Biography: Nate Oostendorp is Product Director for SourceForge at GeekNet Inc, coordinating the efforts of its developers, UI designers, support engineers, and management. He started working on SourceForge in 2001 as its sole PHP developer, and then as Software Architect in 2005. Previously, he was a co-founder of Slashdot.org, the "News For Nerds" tech news site, and created the online communities PerlMonks.org and Everything2.com. He holds a BS in Computer Science from Hope College and a MS in Information Science from the University of Michigan. Most recently, he has become deeply infatuated with the open source Arduino embedded computing platform, and the open source RepRap 3d printer.
Andrew Updegrove, co-founder and partner of the Boston law firm of Gesmer Updegrove LLP
Presentation: The Future of F/OSS: Questions, Challenges and Opportunities
The reality of "free and open source software" has come a long way from its early days as a movement informed as much by ideals as by technical aspirations. Today, many of the largest technology companies in the world have made significant strategic commitments to open source, and dedicated enormous investments in supporting it as well. Along the way, the community concepts first articulated by Richard Stallman have become legally instantiated in a wide range of sophisticated licenses. During those same years, the original concept forked, resulting in two complementary, but philosophically and legally distinct paths: free and open source software ("FOSS"), provided under licenses that include obligations to give back to the community, and open source software (OSS), made available under terms that allow unfettered commercial, proprietary implementations. But in each case, only now are these licenses being tested in the courts. As the development and use of F/OSS continues to proliferate, many questions and challenges lie ahead. Until they are, F/OSS development and uptake will not become a truly mature industry. These include: What best practices, legal agreements and organizational structures will best support the needs of those who use as well as create F/OSS? Should governments favor F/OSS in any way?
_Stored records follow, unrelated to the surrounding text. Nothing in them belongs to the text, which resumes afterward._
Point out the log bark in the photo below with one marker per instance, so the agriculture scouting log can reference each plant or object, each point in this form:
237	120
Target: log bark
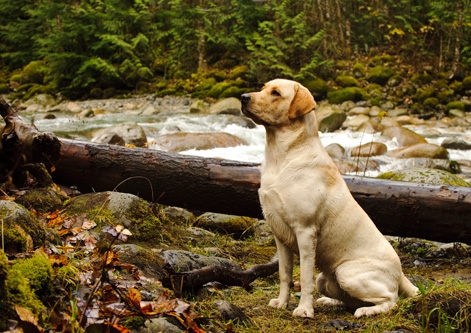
433	212
21	143
193	280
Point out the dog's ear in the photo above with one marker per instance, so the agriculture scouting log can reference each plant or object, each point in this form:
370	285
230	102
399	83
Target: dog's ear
302	102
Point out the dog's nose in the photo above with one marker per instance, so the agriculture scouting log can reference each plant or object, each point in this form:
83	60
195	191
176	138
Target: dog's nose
245	98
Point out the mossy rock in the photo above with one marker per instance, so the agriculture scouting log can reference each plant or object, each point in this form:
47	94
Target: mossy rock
455	105
238	72
467	83
20	224
38	270
317	87
15	289
426	176
380	74
359	70
35	72
422	78
42	200
423	93
4	88
346	94
445	96
112	208
346	81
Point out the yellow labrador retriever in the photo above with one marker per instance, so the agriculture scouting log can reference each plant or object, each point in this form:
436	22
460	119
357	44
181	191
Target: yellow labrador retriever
311	212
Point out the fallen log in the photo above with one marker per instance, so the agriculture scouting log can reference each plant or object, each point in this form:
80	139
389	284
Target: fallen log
193	280
441	213
21	143
434	212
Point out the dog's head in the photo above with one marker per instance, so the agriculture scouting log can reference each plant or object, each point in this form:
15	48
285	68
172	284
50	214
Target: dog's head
278	103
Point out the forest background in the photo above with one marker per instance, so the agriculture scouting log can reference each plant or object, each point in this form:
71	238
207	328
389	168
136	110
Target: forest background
219	48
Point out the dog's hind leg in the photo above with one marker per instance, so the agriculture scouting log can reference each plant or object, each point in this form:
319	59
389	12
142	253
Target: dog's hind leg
374	284
285	264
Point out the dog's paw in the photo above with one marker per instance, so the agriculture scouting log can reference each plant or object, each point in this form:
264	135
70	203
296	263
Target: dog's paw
329	301
277	303
301	311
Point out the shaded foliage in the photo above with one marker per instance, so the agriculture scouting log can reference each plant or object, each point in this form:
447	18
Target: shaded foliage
125	45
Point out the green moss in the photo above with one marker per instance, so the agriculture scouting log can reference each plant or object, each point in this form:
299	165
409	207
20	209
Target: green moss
455	105
422	78
38	271
426	176
14	241
445	96
346	81
359	70
238	71
380	75
345	94
4	88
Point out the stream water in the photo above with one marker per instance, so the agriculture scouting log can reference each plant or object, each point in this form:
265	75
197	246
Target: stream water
69	125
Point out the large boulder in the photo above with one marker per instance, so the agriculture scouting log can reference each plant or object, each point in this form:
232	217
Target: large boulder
329	118
404	137
229	105
426	150
177	142
22	231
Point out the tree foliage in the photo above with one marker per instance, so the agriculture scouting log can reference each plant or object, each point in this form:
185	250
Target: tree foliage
122	44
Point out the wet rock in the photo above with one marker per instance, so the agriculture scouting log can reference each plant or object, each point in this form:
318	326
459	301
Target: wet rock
177	142
111	208
427	150
21	230
130	133
335	150
184	261
357	110
177	215
237	226
426	176
229	105
231	312
355	121
369	149
456	144
159	325
198	106
329	118
405	137
397	112
147	260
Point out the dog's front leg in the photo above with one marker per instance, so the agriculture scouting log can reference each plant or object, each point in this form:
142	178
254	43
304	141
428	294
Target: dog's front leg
285	268
307	242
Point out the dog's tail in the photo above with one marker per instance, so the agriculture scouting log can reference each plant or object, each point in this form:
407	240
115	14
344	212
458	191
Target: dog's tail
406	288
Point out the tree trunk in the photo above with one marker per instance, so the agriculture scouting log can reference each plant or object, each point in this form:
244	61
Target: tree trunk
22	143
432	212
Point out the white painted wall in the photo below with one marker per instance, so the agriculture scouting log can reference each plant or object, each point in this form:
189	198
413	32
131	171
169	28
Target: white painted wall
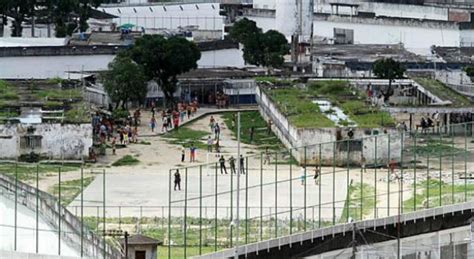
205	16
416	39
57	66
69	141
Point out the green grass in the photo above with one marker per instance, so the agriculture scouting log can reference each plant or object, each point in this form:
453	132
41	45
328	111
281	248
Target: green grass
126	160
69	189
260	136
435	193
436	147
28	172
186	136
297	104
358	193
7	92
442	91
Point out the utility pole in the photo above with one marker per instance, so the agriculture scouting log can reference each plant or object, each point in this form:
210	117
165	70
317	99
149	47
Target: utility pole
239	165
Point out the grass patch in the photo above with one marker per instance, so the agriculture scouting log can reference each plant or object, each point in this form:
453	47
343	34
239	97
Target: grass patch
126	160
360	202
28	172
442	91
69	189
436	148
7	92
433	193
260	136
186	136
297	104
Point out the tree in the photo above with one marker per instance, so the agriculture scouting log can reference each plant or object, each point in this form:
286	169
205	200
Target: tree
19	10
125	81
163	59
260	49
387	68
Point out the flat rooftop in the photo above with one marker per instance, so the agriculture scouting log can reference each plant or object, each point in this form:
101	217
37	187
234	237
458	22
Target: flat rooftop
365	52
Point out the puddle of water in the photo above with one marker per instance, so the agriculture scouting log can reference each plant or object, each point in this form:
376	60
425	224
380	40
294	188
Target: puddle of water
334	113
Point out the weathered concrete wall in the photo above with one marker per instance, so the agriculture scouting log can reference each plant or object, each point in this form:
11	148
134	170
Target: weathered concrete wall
54	214
68	141
311	144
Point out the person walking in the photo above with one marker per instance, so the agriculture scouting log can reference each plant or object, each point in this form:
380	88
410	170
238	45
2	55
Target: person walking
362	164
242	165
232	164
317	172
177	180
252	131
114	140
152	123
210	142
222	165
192	151
266	157
217	131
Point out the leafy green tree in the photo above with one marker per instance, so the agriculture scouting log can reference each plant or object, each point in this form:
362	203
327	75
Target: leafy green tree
163	59
260	49
243	30
125	81
387	68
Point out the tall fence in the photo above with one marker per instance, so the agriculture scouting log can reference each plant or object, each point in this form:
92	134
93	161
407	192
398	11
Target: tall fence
281	195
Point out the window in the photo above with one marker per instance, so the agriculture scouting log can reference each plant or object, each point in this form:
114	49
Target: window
30	141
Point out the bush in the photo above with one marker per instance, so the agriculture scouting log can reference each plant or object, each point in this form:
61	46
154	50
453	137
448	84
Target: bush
120	114
126	160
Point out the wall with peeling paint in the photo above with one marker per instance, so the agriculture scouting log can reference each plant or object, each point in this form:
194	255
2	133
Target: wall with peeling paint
68	141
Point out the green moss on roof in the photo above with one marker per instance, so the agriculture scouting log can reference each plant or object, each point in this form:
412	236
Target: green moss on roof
297	104
443	92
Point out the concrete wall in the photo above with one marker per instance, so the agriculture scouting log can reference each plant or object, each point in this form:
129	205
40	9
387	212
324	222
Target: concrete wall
69	141
50	210
376	146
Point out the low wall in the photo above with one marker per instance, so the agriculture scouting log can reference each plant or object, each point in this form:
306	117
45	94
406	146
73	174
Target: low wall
54	214
68	141
331	144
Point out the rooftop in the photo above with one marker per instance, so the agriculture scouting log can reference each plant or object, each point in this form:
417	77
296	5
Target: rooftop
365	52
316	104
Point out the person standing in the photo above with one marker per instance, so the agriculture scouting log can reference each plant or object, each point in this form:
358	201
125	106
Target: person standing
362	164
177	180
252	131
242	165
152	123
210	142
266	157
317	172
192	151
232	164
222	165
217	131
114	140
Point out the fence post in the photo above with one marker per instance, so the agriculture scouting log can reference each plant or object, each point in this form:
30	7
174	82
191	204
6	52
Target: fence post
185	211
169	215
415	164
200	209
59	211
276	194
319	187
305	181
291	192
37	210
375	176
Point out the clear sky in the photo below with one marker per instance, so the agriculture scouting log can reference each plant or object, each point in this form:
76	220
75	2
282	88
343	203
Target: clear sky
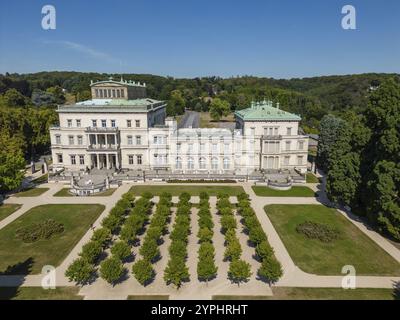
189	38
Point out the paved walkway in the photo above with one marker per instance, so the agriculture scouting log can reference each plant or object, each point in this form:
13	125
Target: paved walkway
293	276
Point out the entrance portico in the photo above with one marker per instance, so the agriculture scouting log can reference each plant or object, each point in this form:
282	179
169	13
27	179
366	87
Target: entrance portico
105	160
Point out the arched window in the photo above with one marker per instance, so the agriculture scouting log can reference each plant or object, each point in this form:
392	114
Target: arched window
214	163
202	163
227	163
178	164
190	163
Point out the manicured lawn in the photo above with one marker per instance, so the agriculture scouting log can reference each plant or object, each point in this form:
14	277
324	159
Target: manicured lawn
295	191
313	256
291	293
33	192
7	209
18	257
311	178
148	297
193	190
65	193
41	179
38	293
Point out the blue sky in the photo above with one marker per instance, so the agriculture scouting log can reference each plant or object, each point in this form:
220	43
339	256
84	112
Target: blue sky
187	38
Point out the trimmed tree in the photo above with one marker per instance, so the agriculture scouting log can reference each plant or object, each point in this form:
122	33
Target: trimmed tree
143	271
111	270
270	269
80	271
121	250
239	271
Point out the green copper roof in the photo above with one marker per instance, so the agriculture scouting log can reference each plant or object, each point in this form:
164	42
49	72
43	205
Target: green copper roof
264	111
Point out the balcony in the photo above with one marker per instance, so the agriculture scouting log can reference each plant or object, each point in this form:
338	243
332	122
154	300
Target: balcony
271	137
101	129
102	147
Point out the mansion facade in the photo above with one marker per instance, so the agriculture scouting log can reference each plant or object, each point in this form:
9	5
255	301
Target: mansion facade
120	128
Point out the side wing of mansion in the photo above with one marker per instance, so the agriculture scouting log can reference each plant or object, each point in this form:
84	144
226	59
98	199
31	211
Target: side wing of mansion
122	129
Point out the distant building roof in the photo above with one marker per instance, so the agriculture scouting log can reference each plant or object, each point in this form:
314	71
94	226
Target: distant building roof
261	111
121	82
113	105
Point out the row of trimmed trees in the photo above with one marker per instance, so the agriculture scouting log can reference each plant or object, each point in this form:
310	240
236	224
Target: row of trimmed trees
206	268
239	270
176	271
83	269
142	269
270	269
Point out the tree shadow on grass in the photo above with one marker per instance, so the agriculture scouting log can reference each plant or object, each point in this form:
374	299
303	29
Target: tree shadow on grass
19	272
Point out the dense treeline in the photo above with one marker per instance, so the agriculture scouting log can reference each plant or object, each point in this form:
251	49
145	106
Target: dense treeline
361	155
312	98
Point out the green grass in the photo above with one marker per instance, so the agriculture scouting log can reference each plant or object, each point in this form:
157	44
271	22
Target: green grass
18	257
7	209
292	293
33	192
64	192
41	179
311	178
193	190
148	297
313	256
38	293
295	191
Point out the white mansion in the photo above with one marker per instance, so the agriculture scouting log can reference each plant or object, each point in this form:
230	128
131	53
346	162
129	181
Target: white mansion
120	128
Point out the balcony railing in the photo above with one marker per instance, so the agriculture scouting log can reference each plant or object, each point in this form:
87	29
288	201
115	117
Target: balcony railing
101	129
102	147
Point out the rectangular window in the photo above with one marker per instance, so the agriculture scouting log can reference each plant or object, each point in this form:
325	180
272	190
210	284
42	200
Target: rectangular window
286	160
299	160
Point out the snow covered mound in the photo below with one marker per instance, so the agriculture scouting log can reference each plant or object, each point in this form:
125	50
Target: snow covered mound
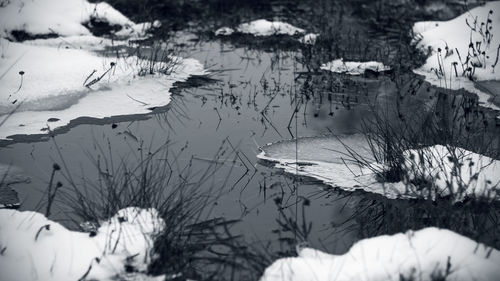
62	17
35	248
439	170
463	50
48	87
354	68
262	28
427	254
Should individual owners continue to retain ownership in their individual lines of code, notwithstanding the resulting complexity for all concerned, or should a simple acknowledgement of authorship suffice? Can the marketplace continue to cope with such a large number of often incompatible license agreements? Will the ideals of the FOSS movement continue to peacefully coexist with value-neutral practices of OSS development? Will the patent system be reformed in such a way as to make F/OSS development more practical? Will the patent licensing business model (a/k/a "trolls") continue to flourish and spread? And perhaps most importantly, will restrictive licenses such as the GNU General Public License (versions 2 and 3) be reliably enforced by the courts around the world?"
Biography: Andrew Updegrove is a co-founder and partner of the Boston law firm of Gesmer Updegrove LLP. In 2005 he was elected to the board of the Free Standards Group (FSG), and in 2007 to the Board of Directors of the Linux Foundation, where he also serves as Director of Standards Strategy. The Free Standards Group, a nonprofit organization that combined the efforts of both the open source development community and major IT vendors, was formed to develop the standards needed to prevent the fragmentation of Linux (and other key open source software) in the way that destroyed the interoperable value of UNIX. The Linux Foundation is the product of the merger of FSG and Open Source Development Labs (OSDL), and provides a range of support services to protect and promote the further development of the Linux ecosystem. He is a current member of the Board of Advisors of Open Software for America, an advocacy group promoting the use of free and open source software by the U.S. Federal Government.